A hatter, well that's the poor sop who used to make hats, felt hats, specifically. The best sorts of felt hats required fur from beaver or rabbit pelts. And, of course, the fur from the pelts need processing in order to become a hat. By processing, of course we mean the addition of some kind of unfriendly chemicals. (Are there any other kind of chemicals, but the unfriendly kind, i ask you, dear reader?) Mercury applied to the fur made it rougher, matted ~ you know, to harden the fur so the hatter could shape it, iron it, steam it into its finished form, usually a top hat.
Hatters typically worked in poorly ventilated areas, and so the fumes from the mercury compound literally went to their heads. Ahhh, the pleasantries of mercury poisoning: brain damage ... kidney damage ... a painful death, sooner rather than later. What does that look and feel like?

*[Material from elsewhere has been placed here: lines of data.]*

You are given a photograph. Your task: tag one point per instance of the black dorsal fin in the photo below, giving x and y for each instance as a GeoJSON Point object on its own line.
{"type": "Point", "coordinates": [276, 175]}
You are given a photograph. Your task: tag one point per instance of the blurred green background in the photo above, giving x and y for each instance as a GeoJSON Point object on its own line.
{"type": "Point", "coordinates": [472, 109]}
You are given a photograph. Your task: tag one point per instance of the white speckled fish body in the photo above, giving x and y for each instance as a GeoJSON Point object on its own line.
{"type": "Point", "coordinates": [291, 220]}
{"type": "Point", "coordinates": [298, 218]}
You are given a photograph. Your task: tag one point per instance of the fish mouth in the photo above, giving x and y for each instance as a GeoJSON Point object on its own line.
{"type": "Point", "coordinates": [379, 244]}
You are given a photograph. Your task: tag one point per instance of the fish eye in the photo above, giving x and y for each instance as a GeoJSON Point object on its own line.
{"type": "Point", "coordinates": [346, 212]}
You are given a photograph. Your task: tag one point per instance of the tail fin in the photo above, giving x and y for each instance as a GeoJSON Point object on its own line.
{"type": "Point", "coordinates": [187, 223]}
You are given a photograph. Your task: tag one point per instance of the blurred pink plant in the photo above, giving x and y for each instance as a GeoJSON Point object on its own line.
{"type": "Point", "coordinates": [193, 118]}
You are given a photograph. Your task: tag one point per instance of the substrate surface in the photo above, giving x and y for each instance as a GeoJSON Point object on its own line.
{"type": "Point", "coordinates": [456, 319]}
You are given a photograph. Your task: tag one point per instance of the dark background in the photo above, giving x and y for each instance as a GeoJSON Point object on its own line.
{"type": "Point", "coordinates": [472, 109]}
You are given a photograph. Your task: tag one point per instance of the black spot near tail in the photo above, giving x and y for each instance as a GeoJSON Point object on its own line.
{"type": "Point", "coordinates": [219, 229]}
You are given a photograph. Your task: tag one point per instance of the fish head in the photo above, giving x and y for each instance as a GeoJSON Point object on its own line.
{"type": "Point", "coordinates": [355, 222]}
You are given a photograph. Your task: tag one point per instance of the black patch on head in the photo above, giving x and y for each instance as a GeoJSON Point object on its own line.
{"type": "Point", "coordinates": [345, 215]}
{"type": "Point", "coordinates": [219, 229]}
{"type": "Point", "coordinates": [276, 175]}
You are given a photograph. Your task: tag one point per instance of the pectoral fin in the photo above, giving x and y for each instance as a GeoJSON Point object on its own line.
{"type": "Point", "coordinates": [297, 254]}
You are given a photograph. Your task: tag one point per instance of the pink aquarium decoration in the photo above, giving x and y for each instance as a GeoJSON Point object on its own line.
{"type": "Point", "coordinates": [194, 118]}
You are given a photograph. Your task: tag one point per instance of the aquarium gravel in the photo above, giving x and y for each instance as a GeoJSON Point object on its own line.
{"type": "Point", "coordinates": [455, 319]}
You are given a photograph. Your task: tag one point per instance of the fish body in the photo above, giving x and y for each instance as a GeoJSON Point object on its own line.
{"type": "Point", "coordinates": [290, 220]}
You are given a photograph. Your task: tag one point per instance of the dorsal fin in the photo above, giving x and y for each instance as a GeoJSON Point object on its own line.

Like this ~ yellowing of skin, intense itchiness, loosening of teeth, mouth sores, bleeding gums, loss of co-ordination, slurred speech, and personality changes such as irritability, paranoia, memory loss, depression, anxiety, abdominal cramping, breathing difficulties, cardiac malfunction, muscle cramps. You get the idea, right? Sounds charming, huh? [NOT]
A so, now you know what Mad as a Hatter means. Makes one value sanity, doesn't it? Indeed, it does. It reminds one, too, of the pain of madness. Yes, it hurts when one is mad ... insane ... unstable ... mentally ill. Make no bones about it.
2 comments:
Victorian England was a great place to live - if you were wealthy. Otherwise guess it was more like Dickens' "Hard Times."
Last few decades seems like we've been going back in time...
hi paul ... yes and yes. perhaps its a cycle?